The Story
Why it exists.
The beginning
The Parfums Intimes collection arrived in 2009, four fragrances inspired by the materials that made Victoria's Secret famous, cashmere, silk, satin, lace. Cashmere Vanilla Jasmine translated the softest of those fabrics into scent. Vanilla and jasmine are familiar territory, but cashmere wood was the twist, a material note that behaves more like a feeling than a fragrance.
Cashmere wood is the outlier here. It's a synthetic aromatic material designed to mimic the tactile sensation of the fabric, soft, slightly powdery, with a warmth that reads more like skin than wood. Pairing it with vanilla creates a base that's sweet without being sticky. Jasmine keeps it from sliding into pure comfort, a slight green-floral lift that prevents it from flattening out. The three don't compete. They layer.
The evolution
The opening is all vanilla and jasmine together, warm and bright, no sharp edges.
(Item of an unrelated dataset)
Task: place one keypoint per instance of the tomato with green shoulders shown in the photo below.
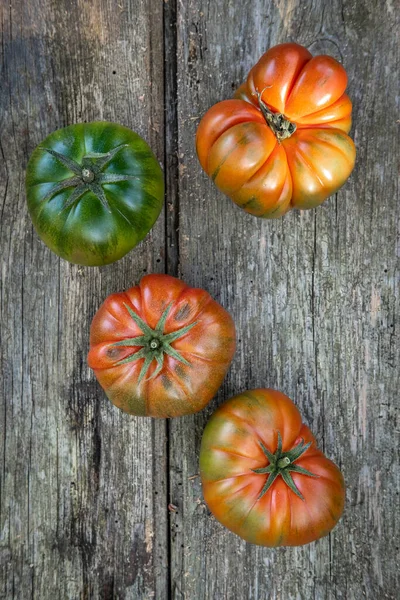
(94, 191)
(263, 475)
The jasmine arrives quickly but never dominates. Within the first thirty minutes, the cashmere wood announces itself: a soft, powdery presence that makes the whole composition feel cushioned, like fabric against skin. By hour two, the vanilla deepens. It becomes less sweet, more resinous, the kind of vanilla that remembers it came from a pod. The jasmine fades to a background whisper. What remains is warm, close, and quiet. At hour six or seven, on dry skin, it's a skin scent. Barely there. But on clothing, it lasts overnight. The cashmere wood seems to bond with fibers, the next morning, your sweater smells like the idea of comfort itself.
Cultural impact
Cashmere Vanilla Jasmine built a quiet cult following during its time on shelves. Its discontinuation in the early 2010s only intensified the devotion, the people still hunting it down are the same ones who wore it daily and never thought to explain why. It sits alongside Bare Vanilla as one of the most-requested discontinued scents in the brand's history.